The effect of the density and distribution of panretinal photocoagulation (PRP) laser on driving visual fields in people with diabetes

Research details

  • Type of funding: RCOphth / Fight for Sight Zakarian Award
  • Grant Holder: Miss Christine Kiire
  • Institute: Oxford University Hospitals NHS Foundation Trust
  • Region: South East
  • Start date: June 2024
  • End Date: February 2025
  • Priority: Treatment
  • Eye Category: Retinal vascular
Brief plain language background

Diabetic eye disease is a group of eye problems that can affect people living with diabetes.

People living with diabetic retinopathy – the most common cause of vision loss for people with diabetes – can lose their central vision when abnormal blood vessels grow and leak under the retina, which is the light-sensitive tissue at the back of the eye.

One of the typical treatments for severe levels of diabetic eye disease is panretinal photocoagulation (PRP) laser treatment. Although PRP laser has been shown to halve the risk of severe vision loss and help to stabilise diabetic eye disease in the long term, it causes laser scars that can affect peripheral vision.

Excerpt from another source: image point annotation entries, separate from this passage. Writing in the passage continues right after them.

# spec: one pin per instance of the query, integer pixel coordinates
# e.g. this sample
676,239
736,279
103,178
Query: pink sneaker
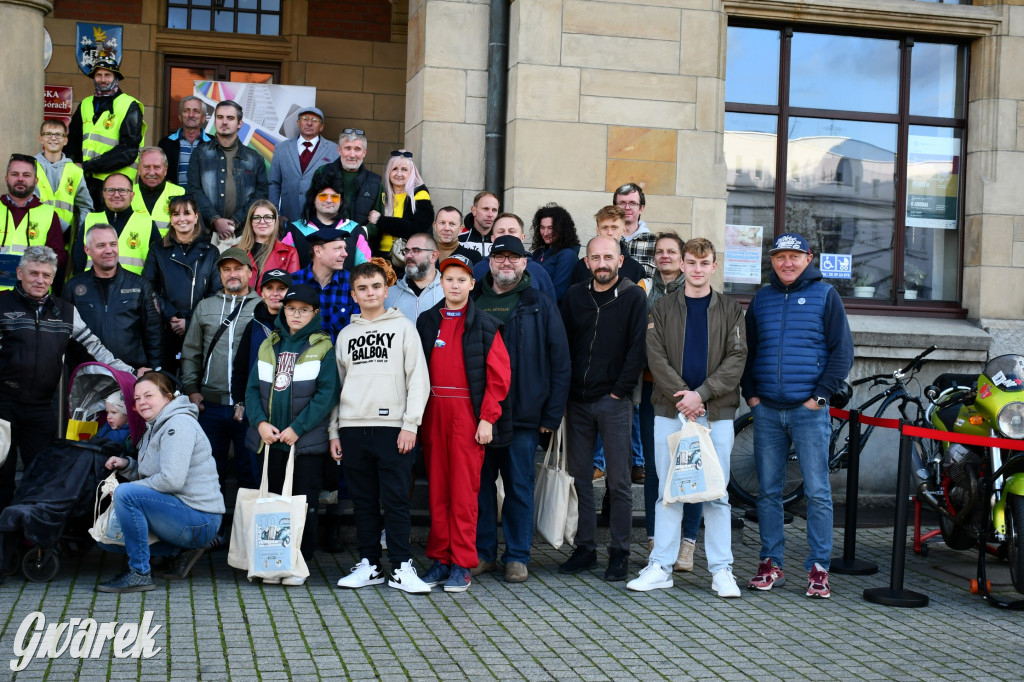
817,583
769,574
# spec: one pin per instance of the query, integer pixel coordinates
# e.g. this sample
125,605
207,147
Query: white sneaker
406,579
363,573
725,585
652,577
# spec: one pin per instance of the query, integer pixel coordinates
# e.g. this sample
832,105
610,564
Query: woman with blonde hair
259,240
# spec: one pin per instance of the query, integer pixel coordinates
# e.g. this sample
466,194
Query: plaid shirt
337,305
641,247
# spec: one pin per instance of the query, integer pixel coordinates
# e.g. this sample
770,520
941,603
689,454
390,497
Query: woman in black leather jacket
182,270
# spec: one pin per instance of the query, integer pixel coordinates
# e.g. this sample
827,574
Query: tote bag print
273,537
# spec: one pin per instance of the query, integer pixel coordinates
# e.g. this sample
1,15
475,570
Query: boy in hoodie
292,389
384,388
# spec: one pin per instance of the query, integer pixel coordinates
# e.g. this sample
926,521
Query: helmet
110,65
842,397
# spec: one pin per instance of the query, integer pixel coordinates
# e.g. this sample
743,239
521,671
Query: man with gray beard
421,288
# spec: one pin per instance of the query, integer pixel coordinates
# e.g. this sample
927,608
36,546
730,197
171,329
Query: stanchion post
895,595
849,564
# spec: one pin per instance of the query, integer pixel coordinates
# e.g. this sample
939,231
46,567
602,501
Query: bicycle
743,475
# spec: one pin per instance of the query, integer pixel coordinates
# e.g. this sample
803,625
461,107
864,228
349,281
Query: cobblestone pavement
217,627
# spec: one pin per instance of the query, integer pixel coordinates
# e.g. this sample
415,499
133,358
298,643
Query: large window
251,16
856,142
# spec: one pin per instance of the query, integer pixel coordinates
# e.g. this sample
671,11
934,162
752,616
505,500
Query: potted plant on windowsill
913,278
862,287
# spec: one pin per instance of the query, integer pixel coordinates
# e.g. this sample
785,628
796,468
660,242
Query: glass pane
932,210
845,73
247,23
937,74
752,67
224,22
201,19
750,155
269,25
177,18
840,196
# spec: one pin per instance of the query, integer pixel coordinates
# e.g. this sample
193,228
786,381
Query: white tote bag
266,530
694,472
556,511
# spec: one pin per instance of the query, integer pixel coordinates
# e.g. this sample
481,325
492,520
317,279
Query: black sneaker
582,559
183,563
619,565
128,582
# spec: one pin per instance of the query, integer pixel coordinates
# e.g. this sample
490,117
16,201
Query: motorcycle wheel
1015,543
743,472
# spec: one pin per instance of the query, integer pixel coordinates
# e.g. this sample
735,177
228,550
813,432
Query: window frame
902,119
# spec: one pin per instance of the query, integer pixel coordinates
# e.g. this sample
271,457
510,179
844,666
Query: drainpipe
498,70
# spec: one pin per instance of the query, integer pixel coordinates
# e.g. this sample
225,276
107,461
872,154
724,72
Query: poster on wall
742,254
58,102
268,112
932,181
96,41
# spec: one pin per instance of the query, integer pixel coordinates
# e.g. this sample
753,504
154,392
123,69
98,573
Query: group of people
322,308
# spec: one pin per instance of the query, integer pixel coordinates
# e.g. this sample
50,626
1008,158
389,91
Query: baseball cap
235,253
509,243
790,242
302,294
275,274
459,261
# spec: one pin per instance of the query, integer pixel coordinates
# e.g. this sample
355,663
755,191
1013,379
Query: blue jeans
635,443
808,430
651,482
718,514
516,465
217,422
142,510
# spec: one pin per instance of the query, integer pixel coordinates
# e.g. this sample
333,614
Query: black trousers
379,476
307,480
33,427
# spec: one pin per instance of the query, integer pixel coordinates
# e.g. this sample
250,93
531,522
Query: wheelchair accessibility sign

What problem/knowledge gap does it help address

Maintaining adequate vision for safe driving is a common concern for people with diabetic eye disease to keep their independence.

The Driver and Vehicle Licensing Agency (DVLA) have a number of eyesight standards needed to hold a driving license, including for peripheral vision. The DVLA requires people who have had PRP laser to undergo visual field testing to confirm whether they meet this standard.

There is great variation in the distribution of scars from PRP laser due to, for instance, the severity of the condition being treated or the time since treatment.

Some evidence shows short-term encouraging results for people with diabetes retaining driving vision after PRP laser treatment; however, the impact of PRP laser scar distribution on this outcome hasn’t been evaluated.

Aim of the project

To generate pilot data on the variation of PRP laser and the impact on driving visual fields and subjective visual function in people with diabetes.

Key procedures/objectives
  1. Recruit 74 people with diabetes who had previous symmetrical PRP laser and a post-treatment DVLA driving visual field test.
  2. Assign study participants into two groups based on the distribution of PRP laser at the time of the driving visual field test.
  3. All study particpants will complete a questionnaire including the outcome of the driving visual field test and the subjective impact of PRP laser on each participants’ visual function.
  4. Compare the groups to evaluate whether the distribution of PRP laser correlates with the driving visual field test results and effects on subjective visual function.
Potential impact on people with sight loss

Due to concerns about losing their eligibility to drive, some patients avoid eyecare appointments and PRP treatment, risking severe vision loss. The pilot study and the planned follow-on work aim to provide eye doctors with more specific advice for patients about PRP laser, which has compelling evidence to stablise severe diabetic eye disease and reduce severe vision loss.